Ministres sous surveillance.

Ambiance anxiogène lors du premier conseil des ministres de l’année suite à l’annonce de la mise en place d’indicateurs chiffrés permettant d’évaluer les ministres. Cette nouvelle conception du fonctionnement de la République illustre une fois de plus la « rupture » chère au Président. C’est en effet une première dans l’histoire de la cinquième république puisque Nicolas Sarkozy fait appel à un cabinet de conseil en stratégie MARS & CO (à quel prix ?) afin de mettre en place des « indicateurs de résultats » sur la base de 30 critères chiffrés de performance !!

Officiellement, l’objectif est de veiller à l’efficacité de l’action des ministres en contrôlant notamment la mise en place des réformes annoncées. Ainsi le cas échéant, cet outil d’évaluation permettra de « corriger le tir » lorsque le ministre n’aura pas atteint les objectifs fixés dans sa lettre de mission.

S’il ne s’agit pas là uniquement d’un « coup de communication » (comme l’affirment certains), il est indéniable que cette évaluation des ministres est le fruit d’une stratégie politique mûrement réfléchie. En effet, à deux mois des municipales, le Président souhaite montrer aux Français qu’il est à leur écoute et qu’il prend ses responsabilités. C’est la fin de l’état de grâce, le Président baisse dans les sondages et les résultats de sa politique se font attendre, notamment en matière économique… Face à une France qui s’impatiente et qui commence à douter, Nicolas Sarkozy crée donc une « machine à rassurer » (du moins le pense-t-il) sous la forme d’un outil d’évaluation technique.

Que faut-il penser de cette nouvelle invention ? S’il est clair qu’elle ne va pas révolutionner l’action gouvernementale, cela aura au moins le mérite de motiver les ministres et de les mettre en avant face à l’omniprésidence à laquelle on assiste depuis bientôt neuf mois. Néanmoins cet outil d’évaluation appelle plusieurs commentaires.

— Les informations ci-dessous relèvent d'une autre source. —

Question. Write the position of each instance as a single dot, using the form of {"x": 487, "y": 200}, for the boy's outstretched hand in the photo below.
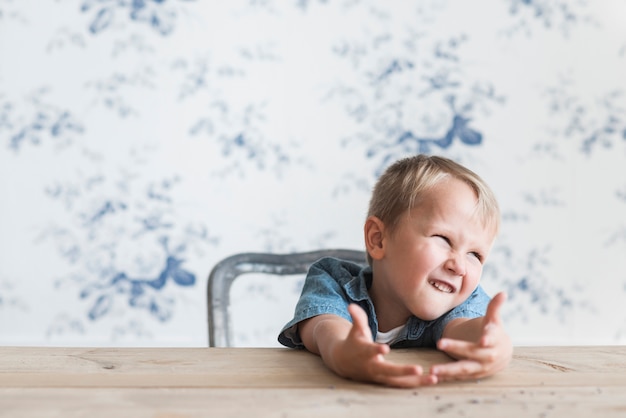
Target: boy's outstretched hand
{"x": 481, "y": 345}
{"x": 349, "y": 351}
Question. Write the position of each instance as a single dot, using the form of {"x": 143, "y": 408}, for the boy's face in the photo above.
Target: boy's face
{"x": 433, "y": 260}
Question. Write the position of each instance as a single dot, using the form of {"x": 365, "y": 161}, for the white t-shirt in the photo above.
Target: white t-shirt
{"x": 390, "y": 336}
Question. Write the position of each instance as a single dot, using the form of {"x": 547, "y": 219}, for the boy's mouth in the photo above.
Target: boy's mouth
{"x": 441, "y": 286}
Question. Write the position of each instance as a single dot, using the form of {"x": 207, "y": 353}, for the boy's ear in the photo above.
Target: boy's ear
{"x": 374, "y": 231}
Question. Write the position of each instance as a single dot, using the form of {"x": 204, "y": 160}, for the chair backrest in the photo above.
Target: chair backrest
{"x": 226, "y": 271}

Tout d’abord, le gouvernement n’est pas une entreprise privée et les ministres ne sont pas des collaborateurs mais des politiques. Leur action ne peut être réduite à une batterie d’indicateurs chiffrés permettant une évaluation arithmétique de leur action. A titre d’exemple, l’un des critères d’évaluation de Brice Hortefeux (ministre de l’immigration) sera le nombre d’étrangers en situation irrégulière expulsés…

Ensuite, il est regrettable que ni François Fillon ni les collaborateurs les plus influents du Président (notamment Henri Guaino et Claude Guéant) ne soient soumis à ce type d’évaluation. La nature de leurs responsabilités et l’importance de leur pouvoir (parfois supérieur à celui des ministres) leur imposerait de rendre des comptes.

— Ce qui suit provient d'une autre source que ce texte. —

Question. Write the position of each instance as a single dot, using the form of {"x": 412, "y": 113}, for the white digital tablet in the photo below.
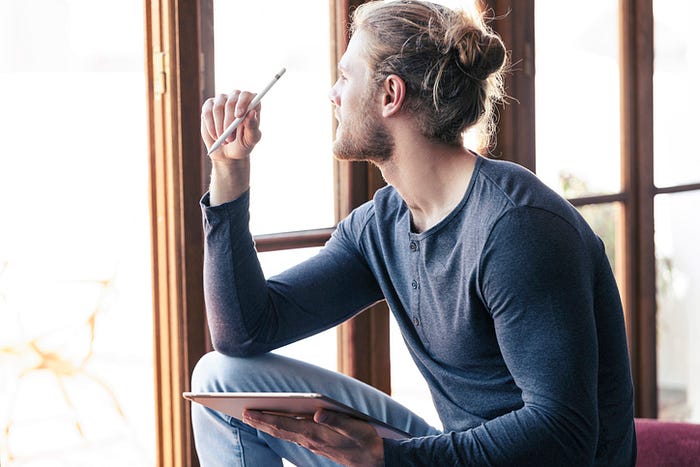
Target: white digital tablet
{"x": 291, "y": 404}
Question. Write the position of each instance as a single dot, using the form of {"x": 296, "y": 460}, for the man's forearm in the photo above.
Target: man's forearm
{"x": 229, "y": 180}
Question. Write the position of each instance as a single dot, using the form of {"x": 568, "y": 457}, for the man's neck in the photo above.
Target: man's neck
{"x": 430, "y": 177}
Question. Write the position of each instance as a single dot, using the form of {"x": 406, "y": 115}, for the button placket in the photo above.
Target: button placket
{"x": 414, "y": 247}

Enfin, lorsque l’on connaît les problèmes du pays en matière de dépense publique, il semblerait plus opportun d’appliquer cette méthode d’évaluation d’abord dans la fonction publique (où il n’existe pas de mesure de la productivité) plutôt que dans les ministères.

Quoiqu’il en soit, au delà de ce nouveau concept d’évaluation, l’ultime baromètre de l’action des politiques reste le jugement des électeurs le seul qui compte en démocratie.

 

La phrase de la semaine:

« On ne gère pas la France comme une entreprise de boulons » de Aurélie Filippetti, porte-parole du groupe PS à l’assemblée à propos des « indicateurs de résultats » chiffrés imposés aux ministres.